Tools and workflows showcased

  • Augment

    • Use rules and augment guidelines to codify code standards, data fetching (server vs. client), caching strategies, and core architecture.
    • Link rules to the relevant documents (one-pagers, architecture notes) to keep context tight and relevant.
  • Cursor (auto rules)

    • Leverages auto rules to inject relevant context automatically (example: switch from Node to Bun with SQLite already in mind).
    • Great for parallel work: you can run two projects at once while Augment does the heavy lifting.
  • XGPT CLI

    • A lightweight CLI tool to gather domain knowledge on demand.
    • Workflow: choose content type (tweets/replies), decide on embeddings, fetch a timeline, create embeddings (via a tool like Transcribe Mini), then query against those embeddings.
    • Useful when you need fast, focused context without a full server setup.
  • Eraser.io

    • Connects your repo to automatically generate diagrams (cloud diagrams, ER diagrams, flowcharts, sequence diagrams).
    • Diagrams auto-update on push, and you can reference them in PRDs and docs.
    • Helps keep diagrams in sync with code and reduces manual diagram maintenance.

Diagramming and visualization

  • Diagrams are used to keep complex architecture and flows visible.
  • Eraser supports multiple diagram types and can auto-sync with your repo for up-to-date visuals.

Why all this matters

  • Context, when managed well, unlocks reliable orchestration of AI agents across tasks and layers.
  • Knowledge management and documentation aren’t fluff—they’re the backbone of scalable, multi-agent AI workflows.
  • The approach aims to reduce wasted cycles, improve accuracy, and enable faster iteration.

Concrete takeaways you can apply now

  • Start an AI refs folder with modular architecture docs and a lightweight PRD for each feature.
  • Implement just-in-time context: pass only the relevant docs, not the entire repository state.
  • Add an AI guidelines doc (rules) and an augment guidelines doc to standardize how agents reason.
  • Use Cursor auto rules to inject environment specifics (e.g., Bun vs Node, database choices) into context automatically.
  • Build a small CLI (like XGPT) to gather niche knowledge and create embeddings for quick Q&A.
  • Try Eraser.io to auto-generate and keep diagrams in sync with your repo; reference these diagrams in PRDs.

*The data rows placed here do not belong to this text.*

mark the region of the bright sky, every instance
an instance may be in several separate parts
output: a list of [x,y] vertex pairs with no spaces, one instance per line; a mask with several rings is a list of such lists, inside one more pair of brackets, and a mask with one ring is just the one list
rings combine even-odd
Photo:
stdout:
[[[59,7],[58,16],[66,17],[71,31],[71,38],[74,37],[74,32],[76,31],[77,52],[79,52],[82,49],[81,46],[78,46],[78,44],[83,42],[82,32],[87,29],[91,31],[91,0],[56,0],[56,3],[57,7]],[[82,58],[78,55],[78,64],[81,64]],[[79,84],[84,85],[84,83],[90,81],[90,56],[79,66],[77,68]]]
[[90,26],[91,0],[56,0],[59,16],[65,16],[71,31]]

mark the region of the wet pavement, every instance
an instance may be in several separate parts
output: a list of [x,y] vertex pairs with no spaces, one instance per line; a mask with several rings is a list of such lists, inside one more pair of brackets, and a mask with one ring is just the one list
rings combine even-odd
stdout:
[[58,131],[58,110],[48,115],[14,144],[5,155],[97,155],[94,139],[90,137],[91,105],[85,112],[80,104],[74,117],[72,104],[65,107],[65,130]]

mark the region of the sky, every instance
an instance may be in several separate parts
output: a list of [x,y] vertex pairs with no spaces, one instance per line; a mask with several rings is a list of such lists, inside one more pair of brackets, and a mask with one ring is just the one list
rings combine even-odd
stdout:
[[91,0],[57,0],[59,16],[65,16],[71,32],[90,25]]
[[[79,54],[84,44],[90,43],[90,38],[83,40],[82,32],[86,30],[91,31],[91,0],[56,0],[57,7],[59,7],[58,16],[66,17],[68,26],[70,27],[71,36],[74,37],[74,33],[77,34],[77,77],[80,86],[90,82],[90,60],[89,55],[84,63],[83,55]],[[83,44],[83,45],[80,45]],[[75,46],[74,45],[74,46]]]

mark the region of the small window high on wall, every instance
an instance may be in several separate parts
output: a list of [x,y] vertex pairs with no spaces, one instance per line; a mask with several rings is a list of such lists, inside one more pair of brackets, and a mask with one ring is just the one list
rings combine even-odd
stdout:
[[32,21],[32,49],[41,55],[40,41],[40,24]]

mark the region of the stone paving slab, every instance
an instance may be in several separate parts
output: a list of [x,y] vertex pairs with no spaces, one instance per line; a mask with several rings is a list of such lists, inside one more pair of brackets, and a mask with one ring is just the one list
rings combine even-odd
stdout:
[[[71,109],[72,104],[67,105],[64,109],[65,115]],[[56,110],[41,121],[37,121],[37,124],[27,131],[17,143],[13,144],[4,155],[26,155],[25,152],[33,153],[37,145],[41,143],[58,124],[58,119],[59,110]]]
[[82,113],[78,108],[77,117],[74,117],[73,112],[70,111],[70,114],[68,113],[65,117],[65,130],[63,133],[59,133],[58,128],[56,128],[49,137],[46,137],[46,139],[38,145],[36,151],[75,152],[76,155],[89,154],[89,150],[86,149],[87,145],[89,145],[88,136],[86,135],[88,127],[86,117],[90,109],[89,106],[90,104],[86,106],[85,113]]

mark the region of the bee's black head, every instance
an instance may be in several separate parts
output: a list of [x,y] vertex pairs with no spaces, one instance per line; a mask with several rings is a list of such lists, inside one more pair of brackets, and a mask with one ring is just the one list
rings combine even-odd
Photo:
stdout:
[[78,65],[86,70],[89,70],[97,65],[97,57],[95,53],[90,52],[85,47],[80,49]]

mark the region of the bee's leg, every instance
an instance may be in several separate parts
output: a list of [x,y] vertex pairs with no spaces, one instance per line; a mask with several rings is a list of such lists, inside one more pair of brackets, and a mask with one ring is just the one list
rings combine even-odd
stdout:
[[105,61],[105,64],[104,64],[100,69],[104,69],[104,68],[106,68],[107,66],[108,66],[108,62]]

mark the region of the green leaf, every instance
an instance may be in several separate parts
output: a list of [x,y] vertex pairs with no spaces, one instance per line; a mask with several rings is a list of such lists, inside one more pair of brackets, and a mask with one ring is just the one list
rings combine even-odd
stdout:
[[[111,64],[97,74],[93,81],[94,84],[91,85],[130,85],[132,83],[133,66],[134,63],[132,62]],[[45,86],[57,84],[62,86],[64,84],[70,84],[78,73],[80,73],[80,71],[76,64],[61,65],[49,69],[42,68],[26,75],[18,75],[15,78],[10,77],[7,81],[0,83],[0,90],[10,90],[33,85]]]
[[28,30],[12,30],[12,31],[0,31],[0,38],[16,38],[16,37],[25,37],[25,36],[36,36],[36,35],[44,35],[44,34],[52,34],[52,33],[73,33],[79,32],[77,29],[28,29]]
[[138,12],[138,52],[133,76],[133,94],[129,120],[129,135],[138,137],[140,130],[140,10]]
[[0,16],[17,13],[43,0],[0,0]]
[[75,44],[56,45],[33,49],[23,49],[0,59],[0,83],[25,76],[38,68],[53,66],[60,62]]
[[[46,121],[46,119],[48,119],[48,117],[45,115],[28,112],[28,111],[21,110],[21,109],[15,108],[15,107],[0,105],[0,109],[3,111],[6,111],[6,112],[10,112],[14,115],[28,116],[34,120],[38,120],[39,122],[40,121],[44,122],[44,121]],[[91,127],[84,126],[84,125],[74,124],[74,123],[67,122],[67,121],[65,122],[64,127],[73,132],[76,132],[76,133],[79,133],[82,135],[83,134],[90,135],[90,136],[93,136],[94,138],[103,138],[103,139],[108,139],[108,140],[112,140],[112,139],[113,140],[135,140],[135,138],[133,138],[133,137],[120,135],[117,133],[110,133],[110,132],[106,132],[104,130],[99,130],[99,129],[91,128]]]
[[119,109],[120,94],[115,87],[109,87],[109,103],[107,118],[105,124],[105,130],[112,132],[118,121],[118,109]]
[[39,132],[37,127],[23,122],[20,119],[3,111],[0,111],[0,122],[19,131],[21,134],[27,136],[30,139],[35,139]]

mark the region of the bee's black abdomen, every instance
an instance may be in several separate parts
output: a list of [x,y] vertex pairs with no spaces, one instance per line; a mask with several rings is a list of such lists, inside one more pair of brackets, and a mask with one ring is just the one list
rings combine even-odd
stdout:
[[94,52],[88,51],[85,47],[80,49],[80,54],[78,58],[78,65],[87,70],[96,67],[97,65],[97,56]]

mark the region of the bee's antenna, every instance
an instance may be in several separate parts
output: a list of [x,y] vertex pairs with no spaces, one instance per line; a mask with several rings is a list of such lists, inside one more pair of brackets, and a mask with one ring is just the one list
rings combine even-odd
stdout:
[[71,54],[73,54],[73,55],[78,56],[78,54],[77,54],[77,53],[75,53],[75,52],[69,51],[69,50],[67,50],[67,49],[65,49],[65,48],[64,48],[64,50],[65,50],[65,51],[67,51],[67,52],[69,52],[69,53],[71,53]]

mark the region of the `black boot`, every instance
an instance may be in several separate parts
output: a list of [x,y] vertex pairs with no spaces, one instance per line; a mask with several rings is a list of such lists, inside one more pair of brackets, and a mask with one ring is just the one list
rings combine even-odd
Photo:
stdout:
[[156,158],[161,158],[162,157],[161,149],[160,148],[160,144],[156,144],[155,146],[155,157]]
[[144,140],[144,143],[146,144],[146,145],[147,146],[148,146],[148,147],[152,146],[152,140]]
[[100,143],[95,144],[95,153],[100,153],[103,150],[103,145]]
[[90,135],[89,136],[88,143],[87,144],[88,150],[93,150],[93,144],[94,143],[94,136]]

Community Q&A (highlights)

  • Readers ask about big-context LLM orchestration (e.g., Gemini) and task execution; the emphasis remains on practical context management rather than brute-force context expansion.
  • Questions around infrastructure choices (cloud, local, home labs) and keeping momentum without burnout are addressed by focusing on repeatable, modular workflows.